When Martin McAllister stands on the terrace of his house, he looks up
a landscape in which he "spent a lot of time on the British army
He is, he says, in the command structure of the Irish Republican Army
(IRA) had been "well placed". More about his former position in the militants
The underground organization does not want to reveal the 65-year-old. McAllister lives in the
republic Irelandbut if he did not tell the visitor, you would not know exactly
in which country you landed now. His remote property is adjacent to a lake,
It is lined with green hills. "The shore," says McAllister, driving
the contours with the index finger off, "belongs to the Republic, behind it begins Northern Ireland."
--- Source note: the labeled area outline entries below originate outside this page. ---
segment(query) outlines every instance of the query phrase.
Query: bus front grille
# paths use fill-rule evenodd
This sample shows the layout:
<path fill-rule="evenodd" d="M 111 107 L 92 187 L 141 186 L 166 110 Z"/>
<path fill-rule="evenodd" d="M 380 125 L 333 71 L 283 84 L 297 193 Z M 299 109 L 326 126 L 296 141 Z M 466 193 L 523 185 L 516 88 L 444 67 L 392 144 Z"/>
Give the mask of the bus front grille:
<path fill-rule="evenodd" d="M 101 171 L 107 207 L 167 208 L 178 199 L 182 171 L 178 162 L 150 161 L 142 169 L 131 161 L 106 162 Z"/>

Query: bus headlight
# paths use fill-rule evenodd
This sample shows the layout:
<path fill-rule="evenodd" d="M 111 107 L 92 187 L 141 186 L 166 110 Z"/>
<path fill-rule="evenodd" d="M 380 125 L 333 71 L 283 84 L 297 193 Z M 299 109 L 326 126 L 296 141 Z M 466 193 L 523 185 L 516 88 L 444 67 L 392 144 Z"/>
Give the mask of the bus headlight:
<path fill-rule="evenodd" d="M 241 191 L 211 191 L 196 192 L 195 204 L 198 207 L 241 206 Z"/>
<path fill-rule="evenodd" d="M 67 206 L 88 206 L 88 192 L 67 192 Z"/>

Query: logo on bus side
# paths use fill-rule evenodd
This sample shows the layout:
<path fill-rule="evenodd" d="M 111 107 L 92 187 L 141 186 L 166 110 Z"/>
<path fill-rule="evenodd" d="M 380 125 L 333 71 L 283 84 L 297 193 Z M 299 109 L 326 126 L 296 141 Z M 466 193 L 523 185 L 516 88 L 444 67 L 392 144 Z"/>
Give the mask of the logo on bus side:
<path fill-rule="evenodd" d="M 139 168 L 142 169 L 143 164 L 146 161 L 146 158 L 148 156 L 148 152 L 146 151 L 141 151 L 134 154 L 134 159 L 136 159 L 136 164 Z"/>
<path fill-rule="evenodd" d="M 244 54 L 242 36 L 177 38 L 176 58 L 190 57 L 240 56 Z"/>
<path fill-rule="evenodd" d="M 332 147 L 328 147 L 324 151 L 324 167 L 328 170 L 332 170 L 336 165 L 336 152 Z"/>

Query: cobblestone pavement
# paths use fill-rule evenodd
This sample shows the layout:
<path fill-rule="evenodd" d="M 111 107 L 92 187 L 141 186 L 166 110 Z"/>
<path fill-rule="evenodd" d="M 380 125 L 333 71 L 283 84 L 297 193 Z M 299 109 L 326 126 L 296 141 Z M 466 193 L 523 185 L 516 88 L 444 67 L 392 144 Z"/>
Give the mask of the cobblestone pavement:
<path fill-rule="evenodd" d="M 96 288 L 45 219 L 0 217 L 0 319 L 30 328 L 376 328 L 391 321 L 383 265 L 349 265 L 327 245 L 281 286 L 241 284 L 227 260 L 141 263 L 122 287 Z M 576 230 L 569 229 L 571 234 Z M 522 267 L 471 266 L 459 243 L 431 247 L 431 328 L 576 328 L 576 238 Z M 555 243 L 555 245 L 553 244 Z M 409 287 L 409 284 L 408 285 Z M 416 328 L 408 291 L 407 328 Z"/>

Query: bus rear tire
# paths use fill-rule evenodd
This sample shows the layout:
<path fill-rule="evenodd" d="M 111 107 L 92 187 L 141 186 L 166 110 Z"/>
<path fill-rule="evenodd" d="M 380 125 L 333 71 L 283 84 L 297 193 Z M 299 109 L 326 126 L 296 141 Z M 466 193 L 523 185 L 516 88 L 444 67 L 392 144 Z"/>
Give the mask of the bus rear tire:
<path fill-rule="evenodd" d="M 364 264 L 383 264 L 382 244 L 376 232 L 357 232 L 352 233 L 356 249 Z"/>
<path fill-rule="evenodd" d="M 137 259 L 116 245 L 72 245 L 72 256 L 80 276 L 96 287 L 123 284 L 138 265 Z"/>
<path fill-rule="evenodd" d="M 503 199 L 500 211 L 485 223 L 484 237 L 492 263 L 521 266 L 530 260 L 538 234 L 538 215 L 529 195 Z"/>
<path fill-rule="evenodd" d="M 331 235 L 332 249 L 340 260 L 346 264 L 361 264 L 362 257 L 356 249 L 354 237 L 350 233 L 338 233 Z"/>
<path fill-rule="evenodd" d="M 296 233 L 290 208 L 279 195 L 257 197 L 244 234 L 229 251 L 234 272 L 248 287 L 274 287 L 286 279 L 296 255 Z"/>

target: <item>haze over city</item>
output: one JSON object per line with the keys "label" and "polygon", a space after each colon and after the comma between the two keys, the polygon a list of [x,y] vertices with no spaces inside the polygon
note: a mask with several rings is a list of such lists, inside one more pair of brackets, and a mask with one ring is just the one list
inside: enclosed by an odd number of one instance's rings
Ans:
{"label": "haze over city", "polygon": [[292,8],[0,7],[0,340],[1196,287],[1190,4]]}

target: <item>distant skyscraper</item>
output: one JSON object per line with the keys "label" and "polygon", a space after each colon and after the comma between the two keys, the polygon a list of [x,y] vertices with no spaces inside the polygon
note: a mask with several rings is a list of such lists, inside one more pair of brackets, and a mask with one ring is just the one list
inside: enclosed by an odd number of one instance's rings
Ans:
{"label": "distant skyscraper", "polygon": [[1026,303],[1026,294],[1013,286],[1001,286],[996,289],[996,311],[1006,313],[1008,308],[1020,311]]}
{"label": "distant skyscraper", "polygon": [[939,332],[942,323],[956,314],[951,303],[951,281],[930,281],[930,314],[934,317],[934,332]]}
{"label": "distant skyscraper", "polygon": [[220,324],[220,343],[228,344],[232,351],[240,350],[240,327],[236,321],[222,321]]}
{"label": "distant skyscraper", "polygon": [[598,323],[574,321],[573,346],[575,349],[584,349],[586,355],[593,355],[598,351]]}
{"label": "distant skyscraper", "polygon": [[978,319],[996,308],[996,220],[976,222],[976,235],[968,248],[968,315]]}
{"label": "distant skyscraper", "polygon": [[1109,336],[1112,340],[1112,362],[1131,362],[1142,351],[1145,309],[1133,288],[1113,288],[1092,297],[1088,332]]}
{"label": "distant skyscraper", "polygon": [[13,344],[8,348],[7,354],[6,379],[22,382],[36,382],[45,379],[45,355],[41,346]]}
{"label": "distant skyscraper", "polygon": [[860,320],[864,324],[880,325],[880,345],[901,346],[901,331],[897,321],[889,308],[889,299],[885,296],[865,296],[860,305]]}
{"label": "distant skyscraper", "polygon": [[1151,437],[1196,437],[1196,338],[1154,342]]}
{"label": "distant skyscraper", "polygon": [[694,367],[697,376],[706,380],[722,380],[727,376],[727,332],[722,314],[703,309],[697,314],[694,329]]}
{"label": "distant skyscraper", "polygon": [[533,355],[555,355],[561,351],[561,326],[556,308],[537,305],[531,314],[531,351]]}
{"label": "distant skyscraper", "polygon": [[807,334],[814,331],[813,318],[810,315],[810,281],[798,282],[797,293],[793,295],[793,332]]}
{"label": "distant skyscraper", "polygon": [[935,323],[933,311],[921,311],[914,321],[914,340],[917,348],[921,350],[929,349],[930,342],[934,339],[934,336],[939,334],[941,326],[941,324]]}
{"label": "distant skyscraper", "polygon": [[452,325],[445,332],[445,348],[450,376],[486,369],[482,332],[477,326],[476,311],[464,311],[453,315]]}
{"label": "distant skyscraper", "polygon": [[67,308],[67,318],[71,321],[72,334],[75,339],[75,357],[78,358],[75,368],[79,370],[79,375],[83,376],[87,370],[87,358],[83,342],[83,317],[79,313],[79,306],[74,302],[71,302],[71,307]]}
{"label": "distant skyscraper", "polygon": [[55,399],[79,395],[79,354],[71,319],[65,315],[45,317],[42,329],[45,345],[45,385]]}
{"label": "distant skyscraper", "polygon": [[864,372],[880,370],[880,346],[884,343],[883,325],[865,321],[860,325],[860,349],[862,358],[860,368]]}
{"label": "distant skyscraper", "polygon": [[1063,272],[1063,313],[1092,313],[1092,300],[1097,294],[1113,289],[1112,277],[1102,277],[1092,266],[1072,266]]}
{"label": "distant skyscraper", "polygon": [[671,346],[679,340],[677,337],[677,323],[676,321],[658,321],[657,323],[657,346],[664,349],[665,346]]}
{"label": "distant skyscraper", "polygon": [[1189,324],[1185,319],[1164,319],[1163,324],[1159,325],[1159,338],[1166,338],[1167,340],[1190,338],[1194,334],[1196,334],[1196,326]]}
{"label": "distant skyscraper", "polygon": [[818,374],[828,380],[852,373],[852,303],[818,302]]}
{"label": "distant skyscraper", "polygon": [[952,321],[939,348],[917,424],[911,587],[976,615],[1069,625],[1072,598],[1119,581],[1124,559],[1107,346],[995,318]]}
If Great Britain from the European Union, a new EU external border would run here. At all crossings along a 340-kilometer-long line, customs duties would have to be checked, products checked for standards, and illegal entries prevented. The geography would not be the only opponent. The area has been a political tripping wire for a hundred years. After the British pulled the line between the northern and southern parts of the island in 1920 to split a predominantly Protestant-Unionist province from the defiant (ex) colony of Ireland, the IRA fought the division. Twenty years ago, McAllister's homeland, the south of Northern Ireland's county of Armagh, resembled a war zone; From virtually everywhere, the villagers saw a towering British Army watchtower looming on some hillside, soldiers checking cars for weapons or explosives at checkpoints. The army bases were supplied by helicopters because the IRA's snipers and bombers were lurking on the ground.
Only with the Good Friday Agreement, which was concluded in 1998, was both a story: border controls and violence. Should be with the Brexit but now Northern Ireland Leaving the EU, there would be checkpoints again. Does this also threaten a resurgence of the IRA campaign?
Ex-IRA man McAllister weighs his head. He is skeptical. The head of the IRA, the so-called army council, still exist. But McAllister does not think they are militant republicans who would be the first to strike. "It would rather be the normal people here." To explain why he sees it this way, he asks in his car, to drive along the border. McAllister points to the left, to the right, in driveways, over hedges and at intersections. You have to grow up here, he says, to see the border. It runs across fields, villages, partly through farms. If the inhabitants of some houses leave their driveway, they are in another state. Farmers constantly chug their tractors from north to south and back. In 1938, a surveyor wrote that the Irish-Northern Irish border was "one of the densest networks of highways in Western Europe". No fewer than 180 roads crossed their course, and in almost 40 cases the border was identical to the road. Over the past 20 years of peace, this network has grown together as closely as ever.
"I'll tell you what happens when customs huts are set here," says McAllister. And when metal piles are set up with cameras, their power is cut off first, and then people come at night with angle grinders. " McAllister's hand first makes a saw, then a falling motion. "Zack!" Boundaries, he believes, would simply be furbished, dumped and dredged away. "And if the British eventually use armed personnel to protect them, someone will shoot at them."
However, the mafia-like IRA, which today dominates the border region, has no interest in such an escalation, McAllister believes. It benefits from the Irish division. As the? "Count it," he says for explanation. He refers to the conspicuous number of petrol stations and Mineralöllager that line the village streets here in South Armagh. Within three minutes we pass no less than eleven of them. Behind high fences often several meters high fuel tanks lined up next to gasoline trucks. In the plants, so McAllister, tax-favored red diesel, as it may be used only in agriculture, illegally transformed by chemicals into significantly more expensive white car diesel. The gas stations offer him with discount. For example, British Pounds are displayed on a gas pump in the Republican stronghold Crossmaglen on the Northern Irish side of the border, but the amount is settled in euros, which means a lower price. "That's how the IRA financed the war, and many IRA leaders have made personal gains from it, and they're still doing it today." McAllister calls names, but does not ask them to publish. "That would be enough to get shot."
From what the IRA once was, and from what it is today, two wounds in McAllister's body tell. One is a bullet scar left below the neck. During an IRA "Operation" in 1974, McAllister says he was hit by British soldiers. The shot went through the lungs. Some of the British soldiers had kicked him when he lay on the ground, but another had pushed them away. "He turned me over and gave me a respirator, he saved my life." This experience has strengthened his conviction to fight soldiers as a soldier, McAllister said. A little later, when the IRA started killing civilians, he criticized it and later turned away from it. At the end of the seventies he had dropped out of the IRA.